Mather has been a managing director at Icahn Capital since 2014 and has joined boards of activist-targeted companies including Freeport-McMoRan Inc. and Gannett Co. Merksamer has worked at Icahn’s firm since 2008 and has been appointed as a director at Cheniere Energy Inc. and Hertz Global Holdings Inc., among others.
Sid Sankaran, who has been designated to be the insurer’s next chief financial officer, said in a video posted online Monday prior to Icahn’s remarks that breaking up the company would punish investors by jeopardizing tax assets. AIG accumulated deferred tax assets when the insurer was was unprofitable, and the holdings can limit future obligations to the government.
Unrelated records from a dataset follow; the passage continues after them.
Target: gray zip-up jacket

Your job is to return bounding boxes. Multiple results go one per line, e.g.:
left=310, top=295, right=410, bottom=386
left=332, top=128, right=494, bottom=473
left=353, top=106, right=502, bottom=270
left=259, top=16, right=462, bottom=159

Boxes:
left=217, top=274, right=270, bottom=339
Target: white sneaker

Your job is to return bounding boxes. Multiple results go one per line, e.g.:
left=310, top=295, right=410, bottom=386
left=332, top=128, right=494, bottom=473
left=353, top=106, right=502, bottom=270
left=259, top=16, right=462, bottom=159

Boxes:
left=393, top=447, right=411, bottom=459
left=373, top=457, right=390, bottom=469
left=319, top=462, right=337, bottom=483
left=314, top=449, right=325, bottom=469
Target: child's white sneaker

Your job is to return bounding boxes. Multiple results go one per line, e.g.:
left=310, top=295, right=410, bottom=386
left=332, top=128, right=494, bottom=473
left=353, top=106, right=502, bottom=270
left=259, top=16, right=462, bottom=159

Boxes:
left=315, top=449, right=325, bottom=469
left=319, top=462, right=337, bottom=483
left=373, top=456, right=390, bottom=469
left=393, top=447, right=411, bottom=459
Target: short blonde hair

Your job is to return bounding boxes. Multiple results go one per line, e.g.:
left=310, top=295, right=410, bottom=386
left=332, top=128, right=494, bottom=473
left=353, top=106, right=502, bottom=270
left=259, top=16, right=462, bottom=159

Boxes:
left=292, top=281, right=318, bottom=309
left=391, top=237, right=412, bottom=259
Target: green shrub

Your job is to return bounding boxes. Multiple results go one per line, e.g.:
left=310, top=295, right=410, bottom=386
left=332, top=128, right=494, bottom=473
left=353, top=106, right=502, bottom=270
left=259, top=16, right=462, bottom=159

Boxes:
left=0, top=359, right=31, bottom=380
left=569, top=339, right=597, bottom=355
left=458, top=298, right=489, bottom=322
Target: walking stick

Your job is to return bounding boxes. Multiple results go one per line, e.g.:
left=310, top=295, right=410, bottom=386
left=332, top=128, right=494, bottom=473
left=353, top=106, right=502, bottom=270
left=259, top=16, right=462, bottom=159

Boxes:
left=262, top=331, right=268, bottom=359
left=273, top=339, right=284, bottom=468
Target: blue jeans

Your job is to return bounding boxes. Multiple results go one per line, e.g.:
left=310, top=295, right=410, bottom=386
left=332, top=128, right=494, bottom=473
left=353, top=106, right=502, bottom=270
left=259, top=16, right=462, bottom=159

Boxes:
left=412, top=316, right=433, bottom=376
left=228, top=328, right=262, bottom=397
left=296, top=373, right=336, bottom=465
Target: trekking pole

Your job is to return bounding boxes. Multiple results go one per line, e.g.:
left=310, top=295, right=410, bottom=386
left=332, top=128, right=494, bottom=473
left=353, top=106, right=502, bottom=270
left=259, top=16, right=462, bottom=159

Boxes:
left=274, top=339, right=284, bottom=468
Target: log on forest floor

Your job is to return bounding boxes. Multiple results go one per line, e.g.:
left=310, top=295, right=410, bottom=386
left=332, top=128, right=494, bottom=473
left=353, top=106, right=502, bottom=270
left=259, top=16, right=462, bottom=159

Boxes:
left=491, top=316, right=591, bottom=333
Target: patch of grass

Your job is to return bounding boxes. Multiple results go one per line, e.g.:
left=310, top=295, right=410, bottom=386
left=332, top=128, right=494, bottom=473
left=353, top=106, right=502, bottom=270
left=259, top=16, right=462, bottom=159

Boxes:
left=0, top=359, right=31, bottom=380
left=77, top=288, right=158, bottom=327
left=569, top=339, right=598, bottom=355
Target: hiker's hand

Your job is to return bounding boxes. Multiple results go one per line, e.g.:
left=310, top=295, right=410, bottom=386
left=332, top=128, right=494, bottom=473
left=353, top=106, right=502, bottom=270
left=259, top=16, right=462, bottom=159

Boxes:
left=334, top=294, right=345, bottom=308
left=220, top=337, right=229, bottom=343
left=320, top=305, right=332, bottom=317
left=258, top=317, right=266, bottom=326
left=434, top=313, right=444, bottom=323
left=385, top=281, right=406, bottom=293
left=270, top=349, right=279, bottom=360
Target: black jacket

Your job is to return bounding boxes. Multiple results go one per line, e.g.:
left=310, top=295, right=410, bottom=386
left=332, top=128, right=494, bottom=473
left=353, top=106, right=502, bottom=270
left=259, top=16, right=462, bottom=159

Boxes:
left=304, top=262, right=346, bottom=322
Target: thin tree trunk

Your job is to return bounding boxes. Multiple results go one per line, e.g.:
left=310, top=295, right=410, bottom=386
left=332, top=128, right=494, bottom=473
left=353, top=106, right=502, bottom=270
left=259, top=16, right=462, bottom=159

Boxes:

The insurer pared losses after Icahn’s remarks, changing hands for $56.29 at 4:15 p.m. in New York, a decline of 0.3% from Friday’s close. That stock traded for as low as $55.38 earlier Monday.
AIG investors last year endorsed the company’s nominees to the board by wide margins. All 13 directors supported by the insurer got at least 900 million votes for one-year terms, including Hancock and Doug Steenland, who is now the chairman. None of the candidates faced more than 90 million “against” votes.
Steenland on Monday reiterated his support for Hancock’s plan, announced last week, to return $25 billion to shareholders over the next two years. Profits from operating units and tax benefits will contribute as much as $10 billion of that sum, AIG said in a slide show. Proceeds from divestitures, reinsurance deals and reduced leverage are also expected to free up capital.
“Our board of directors and management are fully aligned behind the strategy outlined on Jan. 26,” Steenland said Monday in a statement. “We look forward to continued discussions with our shareholders on the strategy we have advanced.”